13.2.3. The provisions of this clause shall not apply to the service of any proceedings or other documents in any legal action.

13.3. Severance

13.3.1. If any provision or part-provision of the Contract is or becomes invalid, illegal or unenforceable, it shall be deemed modified to the minimum extent necessary to make it valid, legal and enforceable. If such modification is not possible, the relevant provision or part-provision shall be deemed deleted. Any modification to or deletion of a provision or part-provision under this clause shall not affect the validity and enforceability of the rest of the Contract.

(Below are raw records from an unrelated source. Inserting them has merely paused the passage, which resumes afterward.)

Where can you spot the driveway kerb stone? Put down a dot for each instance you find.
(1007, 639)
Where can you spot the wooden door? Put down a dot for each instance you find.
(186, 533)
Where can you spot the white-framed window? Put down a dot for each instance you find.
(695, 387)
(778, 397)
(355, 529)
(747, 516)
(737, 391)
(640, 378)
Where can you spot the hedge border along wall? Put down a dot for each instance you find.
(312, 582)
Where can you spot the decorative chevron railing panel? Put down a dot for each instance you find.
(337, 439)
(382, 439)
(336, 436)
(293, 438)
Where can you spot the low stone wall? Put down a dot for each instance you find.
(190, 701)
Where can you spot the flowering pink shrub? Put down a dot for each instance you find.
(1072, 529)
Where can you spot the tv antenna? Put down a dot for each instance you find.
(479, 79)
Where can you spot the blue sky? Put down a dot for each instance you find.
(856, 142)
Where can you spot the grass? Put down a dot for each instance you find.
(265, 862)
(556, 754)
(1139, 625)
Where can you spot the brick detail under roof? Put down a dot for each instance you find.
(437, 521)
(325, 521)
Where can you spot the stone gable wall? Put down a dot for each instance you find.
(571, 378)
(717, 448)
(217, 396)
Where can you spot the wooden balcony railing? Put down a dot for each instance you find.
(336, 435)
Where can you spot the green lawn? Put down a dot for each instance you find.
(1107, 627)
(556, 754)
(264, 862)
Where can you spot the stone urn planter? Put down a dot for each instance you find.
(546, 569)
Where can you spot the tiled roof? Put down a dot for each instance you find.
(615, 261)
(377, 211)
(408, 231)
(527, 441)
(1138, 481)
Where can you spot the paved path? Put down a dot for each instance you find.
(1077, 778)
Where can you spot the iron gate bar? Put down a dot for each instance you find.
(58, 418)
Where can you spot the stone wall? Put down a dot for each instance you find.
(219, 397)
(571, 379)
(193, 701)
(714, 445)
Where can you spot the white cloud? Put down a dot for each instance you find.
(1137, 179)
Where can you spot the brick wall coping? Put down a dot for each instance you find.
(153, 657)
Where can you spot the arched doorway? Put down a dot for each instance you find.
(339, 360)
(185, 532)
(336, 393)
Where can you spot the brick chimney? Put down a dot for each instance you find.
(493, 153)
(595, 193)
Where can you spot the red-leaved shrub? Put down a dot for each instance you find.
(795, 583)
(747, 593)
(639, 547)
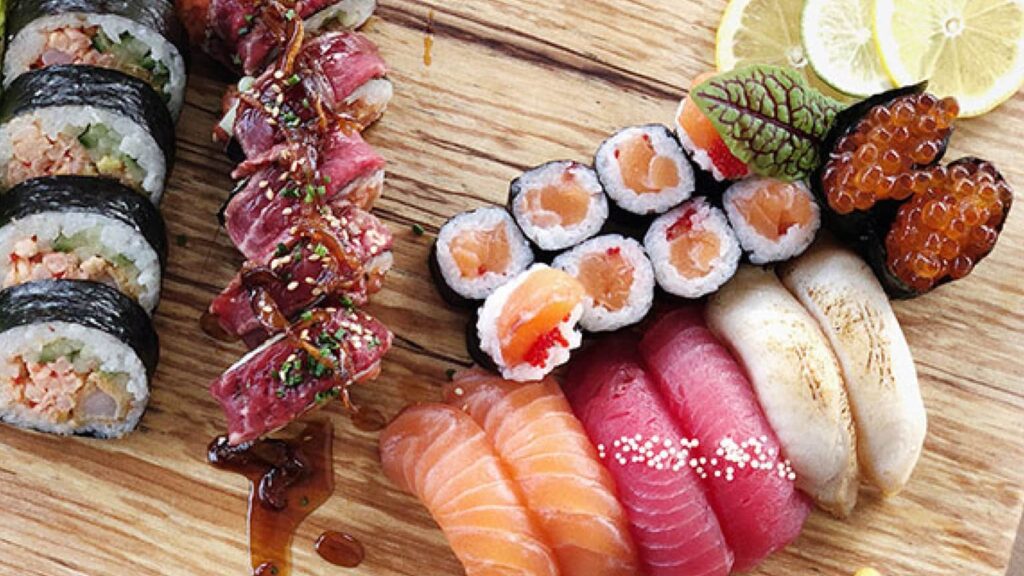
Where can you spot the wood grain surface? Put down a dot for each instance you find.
(513, 83)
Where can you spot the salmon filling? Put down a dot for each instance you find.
(644, 171)
(89, 151)
(607, 278)
(693, 249)
(91, 46)
(530, 322)
(775, 208)
(477, 252)
(34, 260)
(564, 204)
(64, 386)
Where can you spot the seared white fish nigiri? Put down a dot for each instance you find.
(843, 294)
(797, 379)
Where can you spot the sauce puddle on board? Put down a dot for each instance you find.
(289, 479)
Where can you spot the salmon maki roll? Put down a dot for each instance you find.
(548, 454)
(798, 381)
(442, 457)
(558, 205)
(693, 249)
(673, 524)
(529, 326)
(774, 220)
(751, 490)
(644, 170)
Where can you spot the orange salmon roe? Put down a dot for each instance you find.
(879, 159)
(947, 228)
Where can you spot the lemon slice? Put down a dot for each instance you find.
(840, 45)
(970, 49)
(764, 32)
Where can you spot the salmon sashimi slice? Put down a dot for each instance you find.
(607, 277)
(545, 448)
(760, 511)
(645, 171)
(673, 524)
(477, 252)
(441, 456)
(775, 207)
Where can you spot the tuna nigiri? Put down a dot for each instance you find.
(440, 455)
(851, 306)
(797, 379)
(759, 508)
(673, 525)
(548, 454)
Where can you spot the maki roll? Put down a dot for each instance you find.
(141, 39)
(617, 278)
(477, 252)
(85, 121)
(78, 228)
(77, 358)
(774, 220)
(528, 326)
(693, 249)
(919, 223)
(644, 170)
(558, 205)
(704, 142)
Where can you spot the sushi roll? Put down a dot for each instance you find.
(702, 141)
(141, 39)
(477, 252)
(644, 170)
(774, 220)
(528, 326)
(693, 249)
(76, 358)
(558, 205)
(617, 277)
(85, 121)
(78, 228)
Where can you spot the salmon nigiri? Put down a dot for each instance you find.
(760, 509)
(440, 455)
(673, 525)
(547, 451)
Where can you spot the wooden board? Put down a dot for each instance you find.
(513, 83)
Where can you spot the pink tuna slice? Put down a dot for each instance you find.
(710, 397)
(257, 401)
(365, 238)
(256, 217)
(672, 522)
(331, 68)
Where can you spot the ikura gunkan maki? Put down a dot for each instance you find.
(76, 358)
(558, 205)
(919, 223)
(644, 170)
(774, 220)
(85, 121)
(528, 326)
(693, 249)
(142, 39)
(617, 278)
(77, 228)
(476, 252)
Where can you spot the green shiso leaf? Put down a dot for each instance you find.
(770, 118)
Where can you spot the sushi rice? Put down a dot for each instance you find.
(656, 198)
(740, 200)
(543, 223)
(679, 225)
(478, 288)
(598, 317)
(29, 44)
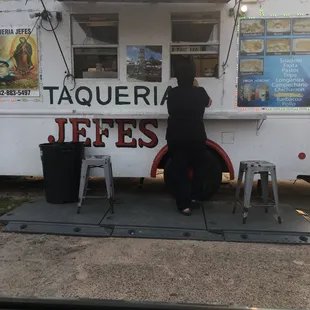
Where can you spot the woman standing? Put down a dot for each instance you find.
(186, 137)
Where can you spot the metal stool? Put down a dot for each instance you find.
(98, 161)
(264, 169)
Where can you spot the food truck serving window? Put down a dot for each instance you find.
(196, 36)
(95, 45)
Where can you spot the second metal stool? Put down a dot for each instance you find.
(97, 161)
(264, 169)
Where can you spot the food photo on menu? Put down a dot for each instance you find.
(252, 47)
(251, 66)
(278, 27)
(278, 47)
(301, 26)
(301, 46)
(252, 27)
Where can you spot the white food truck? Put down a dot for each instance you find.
(99, 72)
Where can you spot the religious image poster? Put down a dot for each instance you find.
(19, 65)
(144, 63)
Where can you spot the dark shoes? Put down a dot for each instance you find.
(194, 204)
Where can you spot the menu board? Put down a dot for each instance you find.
(274, 63)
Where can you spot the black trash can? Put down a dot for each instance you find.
(61, 164)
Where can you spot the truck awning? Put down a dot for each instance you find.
(151, 1)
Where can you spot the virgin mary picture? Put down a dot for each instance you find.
(23, 55)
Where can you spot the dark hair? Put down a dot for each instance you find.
(185, 73)
(4, 62)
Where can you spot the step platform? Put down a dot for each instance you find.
(147, 215)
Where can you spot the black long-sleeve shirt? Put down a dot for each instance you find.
(186, 107)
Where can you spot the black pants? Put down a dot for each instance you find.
(186, 155)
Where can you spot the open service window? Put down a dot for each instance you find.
(195, 38)
(95, 45)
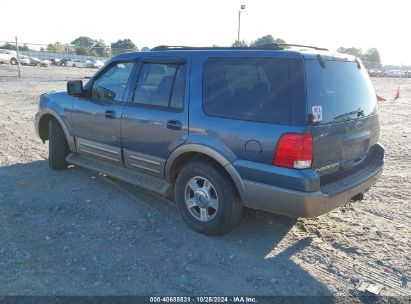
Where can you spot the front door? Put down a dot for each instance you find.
(96, 119)
(155, 118)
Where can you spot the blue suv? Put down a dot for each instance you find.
(286, 129)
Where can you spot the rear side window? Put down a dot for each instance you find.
(111, 85)
(161, 85)
(256, 89)
(340, 91)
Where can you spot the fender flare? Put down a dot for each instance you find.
(55, 115)
(210, 152)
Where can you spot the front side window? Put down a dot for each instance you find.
(161, 85)
(111, 85)
(255, 89)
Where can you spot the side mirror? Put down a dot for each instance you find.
(75, 88)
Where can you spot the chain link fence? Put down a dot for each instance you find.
(16, 57)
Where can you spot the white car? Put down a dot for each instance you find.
(93, 63)
(75, 63)
(24, 60)
(8, 56)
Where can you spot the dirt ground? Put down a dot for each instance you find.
(79, 233)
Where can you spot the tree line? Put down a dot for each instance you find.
(87, 46)
(370, 58)
(84, 45)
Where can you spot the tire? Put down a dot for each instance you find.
(58, 147)
(222, 194)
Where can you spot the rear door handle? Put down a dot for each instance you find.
(110, 114)
(174, 125)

13.3.2. If any provision or part-provision of this Contract is invalid, illegal or unenforceable, the parties shall negotiate in good faith to amend such provision so that, as amended, it is legal, valid and enforceable, and, to the greatest extent possible, achieves the intended commercial result of the original provision.

13.4. Waiver. A waiver of any right under the Contract or law is only effective if it is in writing and shall not be deemed to be a waiver of any subsequent breach or default. No failure or delay by a party in exercising any right or remedy provided under the Contract or by law shall constitute a waiver of that or any other right or remedy, nor shall it prevent or restrict its further exercise of that or any other right or remedy. No single or partial exercise of such right or remedy shall prevent or restrict the further exercise of that or any other right or remedy.

13.5. No partnership or agency. Nothing in the Contract is intended to, or shall be deemed to, establish any partnership or joint venture between the parties, nor constitute either party the agent of the other for any purpose. Neither party shall have authority to act as agent for, or to bind, the other party in any way.

13.6. Third parties. A person who is not a party to the Contract shall not have any rights to enforce its terms.

13.7. Variation. The Platform may revise these Conditions from time to time in response to changes in relevant laws and other regulatory requirements. If the Platform changes these Conditions as they relate to the Client’s Services, it will give the Client reasonable advance notice of the changes and provide details of how to cancel if the Client is not happy with them.

13.8. Governing law. This Contract and any dispute or claim arising out of or in connection with it or its subject matter or formation (including non-contractual disputes or claims), shall be governed by and construed in accordance with the law of England and Wales.

13.9. Jurisdiction. Each party irrevocably agrees that the courts of England and Wales shall have exclusive jurisdiction to settle any dispute or claim arising out of or in connection with this Contract or its subject matter or formation (including non-contractual disputes or claims).